II. Description et analyse
1. La Frida de gauche
Au premier plan, on peut voir les deux Fridas, qui se tiennent par la main. L’arrière-plan représente un ciel orageux.
La Frida de gauche porte une robe de mariée blanche. Son coeur, visible sur sa poitrine, est ouvert et écorché. Elle tente, à l’aide d’une pince, d’empêcher le sang qui vient d’une de ses veines de couler. Son visage est très pâle, et le sang qui coule se confond avec les motifs fleuris de sa robe ; cela pourrait signifier entre autres que l’artiste cachait ses souffrances.
2. La Frida de droite
De l’autre côté, on retrouve une Frida dans sa robe traditionnelle mexicaine. Elle prône ainsi son appartenance au Mexique, qu’elle aura revendiqué toute sa vie et dont elle est très fière. Les couleurs dominantes sont le bleu du haut de la robe, qui chez elle signifie l’amour et la distance, puis le jaune-verdâtre de la jupe, qui se rapporte à la folie. Ainsi, la robe a elle seule signifierait probablement que l’artiste, devient folle lorsqu’elle son amour, Diego Rivera, est loin d’elle. Cependant, ses jambes écartées sous sa robe et sa moustache très apparente sont le signe ici d’une Frida masculinisée, forte. Son coeur semble en bonne santé, et des veines relient les deux personnages comme si ils étaient dépendants l’un de l’autre.
Dans sa main gauche, on peut remarquer un minuscule portrait : à regarder de plus près, on peut distinguer un portrait miniature de Diego, son amant puis mari, dont elle vient de divorcer. Il est représenté lorsqu’il était jeune. Le portrait est entouré par des veines provenant du coeur de Frida, ce qui pourrait paradoxalement signifier que Frida a besoin de Diego (celui qui lui a littéralement brisé le coeur) pour vivre. Ce n’est pas la première fois que Frida utilise dans ses tableaux des liens, qui semblent lui être douloureux, et dont elle se sert aussi pour exprimer sa souffrance, comme dans Autoportrait au collier d’épines et au colibri.
3. Explications
La Frida de gauche est désespérée d’avoir perdu son grand amour, Diego Rivera. Son coeur saigne. Sa robe blanche témoigne d’une femme mariée ; par déduction, la femme de droite est la femme divorcée, qui supporte l’éloignement avec Diego, qui est forte et qui sait faire face.

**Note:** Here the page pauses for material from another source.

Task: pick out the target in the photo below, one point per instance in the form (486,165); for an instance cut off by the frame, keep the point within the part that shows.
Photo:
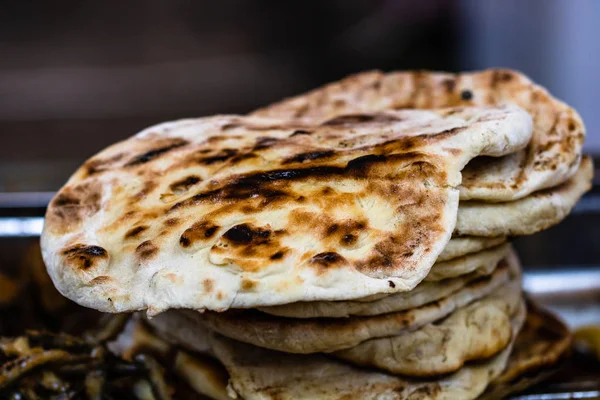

L’artiste symbolise ici le rôle vital de son mari dans sa vie, car lorsqu’il n’y a pas de portrait relié à son coeur, le sang de Frida se met à couler.
D’après le journal intime de Frida Kahlo, on sait aujourd’hui qu’elle se représentait parfois une amie imaginaire, une sorte de double d’elle-même qui était tout ce à quoi elle aspirait : être une femme normale, forte pour son enfant, l’enfant étant ici la Frida de gauche. En effet, elle lui tient la main d’une manière qui laisserait penser qu’elle est à son chevet.
IV. Conclusion
La souffrance est omniprésente dans ce tableau, depuis le coeur écorché au ciel orageux, qui occupe les deux tiers de l’arrière-plan et qui pourrait symboliser le tourment de son esprit.
De plus, les veines du coeur blessé faisant le tour de ses membres, on peut penser que l’artiste a encore une fois voulu peindre sa souffrance physique.
Dans ce tableau, la douleur est donc aussi bien physique que mentale.
Réponse à la problématique : Chaque élément a ici une signification, qui ramène à chaque fois à la souffrance que subit l’artiste. On peut donc bien dire que la souffrance est l’élément essentiel du tableau Les Deux Fridas.